Authorities were quick to point out that they have no reason to think Cossey’s death was linked to the Cooper case.

“We have no information that leads us to believe that this case has any relation to the Cooper case,” King County Sheriff’s Sgt. Cindi West said in an email to the press.

Skyjack Case Never Solved

Cooper hijacked a passenger plane traveling from Portland, Ore. to Seattle in November of 1971.  After the plane landed at the Seattle-Tacoma International Airport, he released all of the passengers in exchange for $200,000 and four parachutes.  He then directed the pilot to fly him to Mexico.

As the plane neared the Oregon state line, Cooper jumped from the aircraft’s lowered rear stairs.  He was never found.

Over the years, investigators have wondered whether he could have survived a nighttime jump during a frigid rain storm.  A boy playing on a Columbia River beach found some bills that came from Cooper’s money bag in 1980.

The parachutes given to Cooper came from a local skydive center, which had recently bought them from Cossey.

As the years passed, the FBI had Cossey help identify pieces of parachutes found in Cooper’s jump area.

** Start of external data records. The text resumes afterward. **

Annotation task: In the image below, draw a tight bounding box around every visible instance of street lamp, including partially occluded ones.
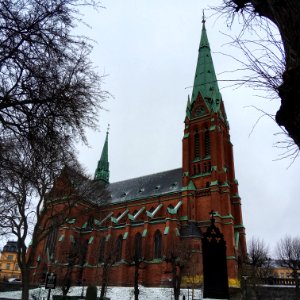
[242,275,249,300]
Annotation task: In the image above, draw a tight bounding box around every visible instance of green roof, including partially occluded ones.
[95,131,109,183]
[191,19,222,112]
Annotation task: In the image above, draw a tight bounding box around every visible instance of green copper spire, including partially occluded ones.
[186,95,191,119]
[95,127,109,183]
[191,12,222,112]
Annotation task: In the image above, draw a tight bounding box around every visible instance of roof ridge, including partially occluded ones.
[110,167,182,184]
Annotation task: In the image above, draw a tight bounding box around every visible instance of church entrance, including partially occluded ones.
[202,211,229,299]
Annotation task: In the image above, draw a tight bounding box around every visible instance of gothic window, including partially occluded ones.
[116,234,123,261]
[77,239,89,266]
[99,237,105,262]
[154,230,162,258]
[134,233,142,259]
[45,221,58,259]
[87,216,94,229]
[204,129,210,156]
[194,132,200,158]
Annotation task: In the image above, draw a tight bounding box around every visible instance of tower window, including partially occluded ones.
[99,237,105,262]
[194,132,200,157]
[154,230,162,258]
[134,233,142,260]
[204,129,210,156]
[115,235,123,261]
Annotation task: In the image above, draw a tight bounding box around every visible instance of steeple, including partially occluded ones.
[191,12,222,112]
[95,127,109,183]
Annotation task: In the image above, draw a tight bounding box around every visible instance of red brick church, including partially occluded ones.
[31,17,246,287]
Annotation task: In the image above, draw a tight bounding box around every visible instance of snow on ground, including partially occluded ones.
[0,286,202,300]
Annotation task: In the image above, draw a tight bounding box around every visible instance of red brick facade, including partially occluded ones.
[31,19,246,286]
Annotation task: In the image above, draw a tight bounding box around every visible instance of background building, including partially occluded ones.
[31,20,246,287]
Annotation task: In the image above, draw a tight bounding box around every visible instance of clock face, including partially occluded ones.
[195,105,205,117]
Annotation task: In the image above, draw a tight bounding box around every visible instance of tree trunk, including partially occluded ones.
[294,270,300,300]
[232,0,300,148]
[21,266,29,300]
[100,263,108,300]
[134,261,140,300]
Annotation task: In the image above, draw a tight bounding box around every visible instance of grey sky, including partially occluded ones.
[78,0,300,254]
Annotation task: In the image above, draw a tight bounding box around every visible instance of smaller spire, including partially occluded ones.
[186,95,191,119]
[95,124,109,183]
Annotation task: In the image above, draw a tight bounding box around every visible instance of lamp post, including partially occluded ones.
[242,276,249,300]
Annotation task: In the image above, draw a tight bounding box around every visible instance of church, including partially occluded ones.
[31,15,246,287]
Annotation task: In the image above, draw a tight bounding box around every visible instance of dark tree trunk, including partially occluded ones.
[134,260,140,300]
[293,270,300,300]
[232,0,300,148]
[21,266,29,300]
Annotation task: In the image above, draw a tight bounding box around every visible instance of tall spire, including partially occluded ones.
[95,125,109,183]
[191,11,222,112]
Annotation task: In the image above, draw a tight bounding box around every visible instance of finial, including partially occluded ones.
[209,209,215,224]
[202,9,206,25]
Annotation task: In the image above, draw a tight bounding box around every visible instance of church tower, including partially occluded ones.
[182,17,246,279]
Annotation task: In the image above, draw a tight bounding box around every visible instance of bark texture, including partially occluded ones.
[232,0,300,148]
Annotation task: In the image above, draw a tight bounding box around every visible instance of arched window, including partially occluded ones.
[194,132,200,158]
[154,230,162,258]
[45,220,58,260]
[134,232,142,259]
[204,128,210,156]
[99,237,105,262]
[116,234,123,261]
[87,216,94,229]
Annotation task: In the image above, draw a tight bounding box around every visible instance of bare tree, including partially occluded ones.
[220,0,300,148]
[0,0,107,300]
[276,236,300,299]
[0,139,91,299]
[0,0,106,147]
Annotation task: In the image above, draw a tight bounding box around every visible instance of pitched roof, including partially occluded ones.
[60,168,182,205]
[107,168,182,203]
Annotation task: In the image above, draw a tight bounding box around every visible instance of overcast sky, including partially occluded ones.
[74,0,300,255]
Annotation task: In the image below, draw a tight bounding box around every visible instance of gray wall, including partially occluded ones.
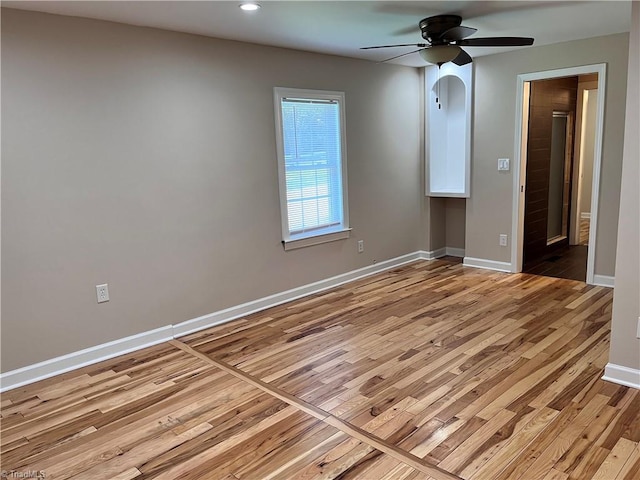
[2,9,426,371]
[466,33,629,275]
[609,2,640,371]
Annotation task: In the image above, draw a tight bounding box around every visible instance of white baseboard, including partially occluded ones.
[0,251,428,392]
[421,247,447,260]
[462,257,511,273]
[593,275,616,288]
[445,247,464,258]
[173,252,424,338]
[602,363,640,390]
[0,325,173,392]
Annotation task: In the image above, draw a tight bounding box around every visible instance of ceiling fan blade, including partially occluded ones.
[440,26,478,41]
[451,49,473,67]
[455,37,533,47]
[378,48,422,63]
[360,43,428,50]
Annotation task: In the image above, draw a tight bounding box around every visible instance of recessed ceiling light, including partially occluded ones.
[240,3,260,12]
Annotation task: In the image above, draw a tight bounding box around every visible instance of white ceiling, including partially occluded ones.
[2,0,631,66]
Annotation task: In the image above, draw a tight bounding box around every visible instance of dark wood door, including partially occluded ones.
[523,77,578,269]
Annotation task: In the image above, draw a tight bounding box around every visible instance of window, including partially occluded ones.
[274,88,349,250]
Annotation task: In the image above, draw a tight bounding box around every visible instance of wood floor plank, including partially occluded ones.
[0,258,640,480]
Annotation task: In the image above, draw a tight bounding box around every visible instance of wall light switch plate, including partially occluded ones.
[96,283,109,303]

“They keep bringing me garbage,” Cossey told The Associated Press in 2008, after the FBI brought him a silk parachute discovered by children playing at a recently graded road in Southwest Washington.

“Every time they find squat, they bring it out and open their trunk and say, `Is that it?’ and I say, `Nope, go away.’ Then a few years later they come back,” he said.

Cossey even had some fun at the expense of reporters. Some reporters who happened to call him on April Fools’ Day  one year were told by him that the latest chute found was, in fact, the one Cooper had used.

One reporter called him back and angrily said he could be fired for writing a false story, Cossey said.  Another said the newsroom was entertained by the prank.

“I’m getting mixed reviews,” Cossey said. “But I’m having fun with it. What the heck.”

Cossey’s family last saw him the night of April 22.  A reward is being offered for information leading to an arrest.